3. Clay — Email validation

Add ZeroBounce → Validate Email enrichment on {{Email}}.

Note: Uses Clay credits. Returns statuses like “Valid Email”, “Invalid”, sometimes “Catch-All”.

4. Clay — Lead fit formulas

* You can generate these with ChatGPT, specific to your company's spam patterns.
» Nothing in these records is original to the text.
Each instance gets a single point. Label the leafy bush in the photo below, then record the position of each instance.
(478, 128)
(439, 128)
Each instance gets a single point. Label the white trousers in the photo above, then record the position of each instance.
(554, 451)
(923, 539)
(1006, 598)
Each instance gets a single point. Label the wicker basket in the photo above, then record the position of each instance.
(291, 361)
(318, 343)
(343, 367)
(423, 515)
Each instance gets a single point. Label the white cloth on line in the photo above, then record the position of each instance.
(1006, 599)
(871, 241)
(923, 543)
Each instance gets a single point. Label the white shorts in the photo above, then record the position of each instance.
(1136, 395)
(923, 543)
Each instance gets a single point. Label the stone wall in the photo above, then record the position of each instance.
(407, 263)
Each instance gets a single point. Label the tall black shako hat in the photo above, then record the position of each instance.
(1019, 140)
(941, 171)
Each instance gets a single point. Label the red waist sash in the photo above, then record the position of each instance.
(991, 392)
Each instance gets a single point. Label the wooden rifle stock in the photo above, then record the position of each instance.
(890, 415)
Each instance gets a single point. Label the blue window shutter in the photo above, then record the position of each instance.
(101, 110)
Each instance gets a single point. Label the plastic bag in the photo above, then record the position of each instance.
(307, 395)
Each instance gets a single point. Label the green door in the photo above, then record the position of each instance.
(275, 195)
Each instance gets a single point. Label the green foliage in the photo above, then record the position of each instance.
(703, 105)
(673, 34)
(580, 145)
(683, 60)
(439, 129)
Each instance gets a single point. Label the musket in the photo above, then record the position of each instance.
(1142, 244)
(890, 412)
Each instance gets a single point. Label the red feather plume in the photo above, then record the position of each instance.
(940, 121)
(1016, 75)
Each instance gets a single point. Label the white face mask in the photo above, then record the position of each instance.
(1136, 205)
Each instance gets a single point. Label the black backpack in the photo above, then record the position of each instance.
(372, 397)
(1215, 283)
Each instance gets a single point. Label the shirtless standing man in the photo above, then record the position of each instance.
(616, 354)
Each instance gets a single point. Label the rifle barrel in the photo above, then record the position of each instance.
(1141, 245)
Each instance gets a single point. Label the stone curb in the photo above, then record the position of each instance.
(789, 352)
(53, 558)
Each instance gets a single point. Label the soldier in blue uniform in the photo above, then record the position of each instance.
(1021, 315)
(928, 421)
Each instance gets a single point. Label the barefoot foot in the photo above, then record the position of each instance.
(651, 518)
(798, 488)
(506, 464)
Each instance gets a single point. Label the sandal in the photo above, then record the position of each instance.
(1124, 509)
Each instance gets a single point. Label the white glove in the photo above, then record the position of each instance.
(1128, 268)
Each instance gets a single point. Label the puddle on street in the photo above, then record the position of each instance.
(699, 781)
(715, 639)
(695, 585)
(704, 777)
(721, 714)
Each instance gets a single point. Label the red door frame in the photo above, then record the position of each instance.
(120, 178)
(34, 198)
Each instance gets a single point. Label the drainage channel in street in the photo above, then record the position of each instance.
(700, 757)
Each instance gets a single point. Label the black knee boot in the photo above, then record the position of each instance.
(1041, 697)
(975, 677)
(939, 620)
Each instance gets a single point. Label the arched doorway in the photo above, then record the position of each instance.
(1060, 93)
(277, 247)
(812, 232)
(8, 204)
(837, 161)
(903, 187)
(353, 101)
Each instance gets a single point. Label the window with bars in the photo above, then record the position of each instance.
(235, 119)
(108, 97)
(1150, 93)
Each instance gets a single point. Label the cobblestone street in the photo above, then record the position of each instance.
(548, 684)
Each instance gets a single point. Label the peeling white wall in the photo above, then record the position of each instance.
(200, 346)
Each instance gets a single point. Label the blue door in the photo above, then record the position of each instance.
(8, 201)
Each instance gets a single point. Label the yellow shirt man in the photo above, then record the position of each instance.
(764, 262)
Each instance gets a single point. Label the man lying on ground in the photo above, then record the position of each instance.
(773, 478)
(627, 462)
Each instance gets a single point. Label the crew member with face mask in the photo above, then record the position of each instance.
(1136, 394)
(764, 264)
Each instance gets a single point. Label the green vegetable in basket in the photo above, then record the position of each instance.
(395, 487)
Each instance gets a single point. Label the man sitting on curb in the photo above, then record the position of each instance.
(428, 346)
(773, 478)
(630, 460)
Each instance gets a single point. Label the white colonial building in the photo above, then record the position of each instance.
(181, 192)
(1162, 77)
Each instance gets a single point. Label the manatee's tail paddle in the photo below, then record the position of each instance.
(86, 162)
Some examples below:

Lead Fit Status:

(   ["tutamail.com","tuta.io","riseup.net","gmali.com"]     .some(p => ({{Email Domain}}||"").toLowerCase().includes(p)) ||   [".xyz",".su",".cc",".info"]     .some(t => ({{Email Domain}}||"").toLowerCase().endsWith(t)) ) ? "Disqualified" : (({{Validate Email}}||"").toLowerCase() !== "valid email") ? "Disqualified" : "Qualified"

Disqualification Reason:

["tutamail.com","tuta.io","riseup.net","gmali.com"]   .some(p => ({{Email Domain}}||"").toLowerCase().includes(p)) ? "Spam/Invalid" : (({{Validate Email}}||"").toLowerCase() !== "valid email") ? "Invalid Email" : ""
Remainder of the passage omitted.